Kundu Jhumki, Goli Srinivas, James K S
Centre for Ageing Studies, International Institute for Population Sciences, Mumbai, Maharashtra 400088, India.
Department of Fertility and Social Demography, International Institute for Population Sciences, Mumbai, Maharashtra 400088, India.
Int Health. 2025 Mar 4;17(2):168-178. doi: 10.1093/inthealth/ihae037.
While the association between education and non-communicable diseases (NCDs) is well established, it remains unclear whether this association varies by gender.
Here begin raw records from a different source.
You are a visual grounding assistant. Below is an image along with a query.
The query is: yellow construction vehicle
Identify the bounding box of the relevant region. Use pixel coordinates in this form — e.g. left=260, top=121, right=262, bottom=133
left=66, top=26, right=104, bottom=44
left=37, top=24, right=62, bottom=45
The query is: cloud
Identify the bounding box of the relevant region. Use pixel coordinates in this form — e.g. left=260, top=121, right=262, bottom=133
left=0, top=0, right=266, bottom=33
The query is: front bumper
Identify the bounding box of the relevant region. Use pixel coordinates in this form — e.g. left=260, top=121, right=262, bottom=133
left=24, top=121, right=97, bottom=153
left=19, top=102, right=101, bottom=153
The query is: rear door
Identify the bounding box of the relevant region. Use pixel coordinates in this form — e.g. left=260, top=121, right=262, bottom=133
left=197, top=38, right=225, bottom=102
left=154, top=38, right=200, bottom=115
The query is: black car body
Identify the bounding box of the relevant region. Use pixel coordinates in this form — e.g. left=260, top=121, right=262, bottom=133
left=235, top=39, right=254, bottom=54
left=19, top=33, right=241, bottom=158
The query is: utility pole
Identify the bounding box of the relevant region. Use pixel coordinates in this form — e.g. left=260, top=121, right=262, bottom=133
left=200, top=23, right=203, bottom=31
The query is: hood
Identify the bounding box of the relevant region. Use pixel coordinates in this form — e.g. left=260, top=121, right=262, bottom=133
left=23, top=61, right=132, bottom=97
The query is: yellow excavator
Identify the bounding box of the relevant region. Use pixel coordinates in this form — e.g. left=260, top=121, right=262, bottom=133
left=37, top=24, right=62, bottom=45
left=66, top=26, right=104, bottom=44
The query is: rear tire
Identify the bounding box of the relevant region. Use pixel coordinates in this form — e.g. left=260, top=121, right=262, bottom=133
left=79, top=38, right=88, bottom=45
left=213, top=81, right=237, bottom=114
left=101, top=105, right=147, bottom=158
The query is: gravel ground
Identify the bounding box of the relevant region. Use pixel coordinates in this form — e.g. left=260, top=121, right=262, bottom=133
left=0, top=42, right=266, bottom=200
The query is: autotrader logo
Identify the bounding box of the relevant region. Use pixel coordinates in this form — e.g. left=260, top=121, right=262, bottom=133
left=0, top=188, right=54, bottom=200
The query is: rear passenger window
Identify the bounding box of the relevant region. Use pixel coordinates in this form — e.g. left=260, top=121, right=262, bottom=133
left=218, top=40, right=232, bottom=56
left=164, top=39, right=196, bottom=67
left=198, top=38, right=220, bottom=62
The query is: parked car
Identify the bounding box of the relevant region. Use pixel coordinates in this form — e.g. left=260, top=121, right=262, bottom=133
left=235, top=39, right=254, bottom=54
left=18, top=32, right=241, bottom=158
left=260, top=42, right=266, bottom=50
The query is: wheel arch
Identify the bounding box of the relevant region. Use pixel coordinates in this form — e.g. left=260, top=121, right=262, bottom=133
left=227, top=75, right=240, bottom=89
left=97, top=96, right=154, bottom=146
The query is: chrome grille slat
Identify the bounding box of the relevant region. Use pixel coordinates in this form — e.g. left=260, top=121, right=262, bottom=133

The aim of this study was to examine two critical research questions: whether the association of education and NCDs is conditioned by gender and, if so, what are the factors contributing to this?
Data from the Longitudinal Aging Study in India Wave 1 (2017-2018) was used for the empirical analysis. The study employs bivariate, binary logistic regression and Oaxaca decomposition analyses.
The results reveal that the net likelihood of having at least one chronic NCD increases with an increase in education level for men (<5 y of schooling: odds ratio [OR] 1.18 [95% confidence interval {CI} 1.09 to 1.28]; ≥10 y of schooling: OR 1.43 [95% CI 1.33 to 1.53]). However, for women, the result showed a contrasting pattern. The decomposition analysis revealed that the distinctive roles of marital status and working status in the diagnosis of morbidity for men and women are the key factors behind the gendered heterogeneous relationship of education and NCDs in India.
The study found that it is important to acknowledge the potential impact of self-reporting bias in morbidity data while examining the relationship between education and NCDs.
虽然教育与非传染性疾病(NCDs)之间的关联已得到充分证实,但这种关联是否因性别而异仍不清楚。本研究的目的是探讨两个关键研究问题:教育与非传染性疾病之间的关联是否受性别影响,如果是,促成这种情况的因素有哪些?
印度纵向老龄化研究第一轮(2017 - 2018年)的数据用于实证分析。该研究采用双变量、二元逻辑回归和奥瓦卡分解分析。
结果显示,男性中至少患有一种慢性非传染性疾病的净可能性随着教育水平的提高而增加(受教育年限<5年:比值比[OR]为1.18[95%置信区间{CI}为1.09至1.28];受教育年限≥10年:OR为1.43[95%CI为1.33至1.53])。然而,对于女性而言,结果呈现出相反的模式。分解分析表明,婚姻状况和工作状况在男性和女性发病诊断中的独特作用是印度教育与非传染性疾病性别异质关系背后的关键因素。
该研究发现,在研究教育与非传染性疾病之间的关系时,认识到发病数据中自我报告偏差的潜在影响很重要。